Pleinement conscient du danger que le vibrio cholerae fait planer sur Haïti, il souligne l’importance de se pencher surtout sur les secteurs religieux (vodouesque surtout) et éducatif. Ces deux secteurs, selon lui, exercent une grande influence sur la mentalité des gens. « Dans les églises et les écoles, toutes les informations diffusées sont réputées vraies selon les locataires de ces espaces jusqu’à preuve du contraire », soutient-il.
Pour un accès équitable de l’information sur la santé, comment procéder ?
Il conseille : « Les gens vivant dans les zones reculées où l’accès à l’Internet et à l’électricité est difficile, la meilleure façon de les informer pour éviter des rumeurs, c’est d’utiliser les ressources humaines disponibles comme les agents de santé communautaire polyvalents (ASCP) et les organisations communautaires de base (OCB). Il faut aussi dépêcher des groupes de jeunes biens formés dans ces lieux. Mégaphones en main, ils doivent faire le porte à porte en véhiculant les informations en créole pour permettre aux riverains de mieux cerner la question. »

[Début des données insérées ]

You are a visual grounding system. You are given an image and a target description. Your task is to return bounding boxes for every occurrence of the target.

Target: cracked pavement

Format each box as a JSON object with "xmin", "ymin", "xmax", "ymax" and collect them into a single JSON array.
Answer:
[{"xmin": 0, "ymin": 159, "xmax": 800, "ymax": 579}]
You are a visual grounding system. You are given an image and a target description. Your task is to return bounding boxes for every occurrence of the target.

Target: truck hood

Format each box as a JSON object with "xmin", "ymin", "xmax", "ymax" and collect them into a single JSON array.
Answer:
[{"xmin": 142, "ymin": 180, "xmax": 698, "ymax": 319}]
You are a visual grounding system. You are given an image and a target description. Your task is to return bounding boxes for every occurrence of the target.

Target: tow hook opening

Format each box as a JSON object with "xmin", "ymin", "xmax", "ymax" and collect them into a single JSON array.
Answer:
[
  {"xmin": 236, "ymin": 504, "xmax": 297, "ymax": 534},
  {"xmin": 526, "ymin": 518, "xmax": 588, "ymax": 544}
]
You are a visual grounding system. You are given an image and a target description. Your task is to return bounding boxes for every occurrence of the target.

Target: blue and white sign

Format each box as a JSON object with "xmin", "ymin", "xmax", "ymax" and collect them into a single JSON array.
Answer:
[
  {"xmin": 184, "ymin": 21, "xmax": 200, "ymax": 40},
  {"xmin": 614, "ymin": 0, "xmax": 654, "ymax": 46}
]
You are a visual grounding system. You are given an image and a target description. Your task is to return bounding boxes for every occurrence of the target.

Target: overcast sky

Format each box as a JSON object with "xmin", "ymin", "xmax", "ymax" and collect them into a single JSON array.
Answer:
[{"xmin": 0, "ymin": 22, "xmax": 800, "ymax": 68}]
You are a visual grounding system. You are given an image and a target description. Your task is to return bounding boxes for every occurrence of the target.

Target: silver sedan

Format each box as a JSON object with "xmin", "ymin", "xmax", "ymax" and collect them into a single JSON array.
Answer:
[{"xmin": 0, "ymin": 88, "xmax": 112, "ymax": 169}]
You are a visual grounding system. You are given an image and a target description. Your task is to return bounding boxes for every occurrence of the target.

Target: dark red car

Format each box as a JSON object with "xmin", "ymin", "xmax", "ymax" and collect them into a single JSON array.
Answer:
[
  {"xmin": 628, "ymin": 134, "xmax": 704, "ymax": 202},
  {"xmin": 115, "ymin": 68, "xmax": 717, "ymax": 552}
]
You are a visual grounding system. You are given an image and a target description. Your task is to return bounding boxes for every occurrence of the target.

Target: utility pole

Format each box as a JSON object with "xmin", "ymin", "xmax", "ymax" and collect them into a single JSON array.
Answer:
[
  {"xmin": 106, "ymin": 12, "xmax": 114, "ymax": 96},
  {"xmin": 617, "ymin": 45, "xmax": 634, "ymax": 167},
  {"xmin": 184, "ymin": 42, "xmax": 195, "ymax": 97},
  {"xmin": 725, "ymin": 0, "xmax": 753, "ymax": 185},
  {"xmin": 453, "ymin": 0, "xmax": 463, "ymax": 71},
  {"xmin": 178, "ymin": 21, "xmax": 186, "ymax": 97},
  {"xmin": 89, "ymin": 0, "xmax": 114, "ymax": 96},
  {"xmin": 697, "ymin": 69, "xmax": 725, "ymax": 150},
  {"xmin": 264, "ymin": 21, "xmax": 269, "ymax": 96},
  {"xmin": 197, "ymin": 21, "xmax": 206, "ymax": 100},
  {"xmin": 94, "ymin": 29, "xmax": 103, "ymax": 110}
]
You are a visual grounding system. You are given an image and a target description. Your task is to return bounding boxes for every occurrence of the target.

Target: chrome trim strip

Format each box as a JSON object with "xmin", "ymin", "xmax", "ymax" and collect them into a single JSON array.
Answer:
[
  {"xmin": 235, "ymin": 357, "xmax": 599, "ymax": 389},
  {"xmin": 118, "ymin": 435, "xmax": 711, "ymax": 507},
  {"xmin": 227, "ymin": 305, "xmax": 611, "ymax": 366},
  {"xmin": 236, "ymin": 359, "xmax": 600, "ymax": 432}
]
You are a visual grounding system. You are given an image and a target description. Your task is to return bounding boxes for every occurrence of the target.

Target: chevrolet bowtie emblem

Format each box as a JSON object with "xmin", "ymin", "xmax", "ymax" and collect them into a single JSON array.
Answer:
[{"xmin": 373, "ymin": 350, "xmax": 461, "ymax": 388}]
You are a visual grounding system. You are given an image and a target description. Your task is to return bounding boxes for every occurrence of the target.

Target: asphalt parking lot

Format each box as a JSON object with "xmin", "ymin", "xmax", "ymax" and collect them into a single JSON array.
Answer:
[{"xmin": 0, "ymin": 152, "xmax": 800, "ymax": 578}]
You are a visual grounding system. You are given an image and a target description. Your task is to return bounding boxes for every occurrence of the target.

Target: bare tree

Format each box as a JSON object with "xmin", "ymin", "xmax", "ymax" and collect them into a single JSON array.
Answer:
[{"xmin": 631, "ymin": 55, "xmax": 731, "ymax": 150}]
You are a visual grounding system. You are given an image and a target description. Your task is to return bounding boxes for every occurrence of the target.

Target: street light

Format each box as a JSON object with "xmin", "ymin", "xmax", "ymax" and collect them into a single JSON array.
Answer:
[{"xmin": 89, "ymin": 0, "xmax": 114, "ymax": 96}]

Pour faire face au choléra, assure Dr Jean Gilles, il faut mettre l’accent sur l’hygiène. Cette maladie, est allergique à la propreté. Il conseille aux autorités et aux leaders d’enseigner la population des comportements à adopter au quotidien. « Il faut apprendre aux gens à toujours se laver les mains avant chaque repas, de bien laver les fruits et les légumes avant toute consommation, d’éviter de déféquer dans les cours d’eau et boire de l’eau potable… »
La presse, un organe important dans ce combat
Médecin de son état, Dr Jean-Gilles pense que la presse a un rôle important à jouer dans la déconstruction des rumeurs autour du choléra. Pour lui, la diffusion des spots audio-visuels et des émissions centrées sur la santé devrait être primée car cela concerne un domaine public. « Avec le nombre de médias existant sur tout le territoire national, s’ils se joignent à cette lutte, ce sera une bataille gagnée d’avance », croit-il.
Il faut rappeler que le choléra est apparu dans le pays après le tremblement de terre dévastateur du 12 janvier 2010 et a causé des centaines de morts. En octobre 2022, cette épidémie a resurgi et ne cesse de faire des victimes. Dans l’agglomération du département de l’Ouest, de sa résurgence au 23 mai 2023, les données se chiffrent comme suit : 18 594 cas suspects, 1 298 cas confirmés, 14 768 cas hospitalisés et 235 décès.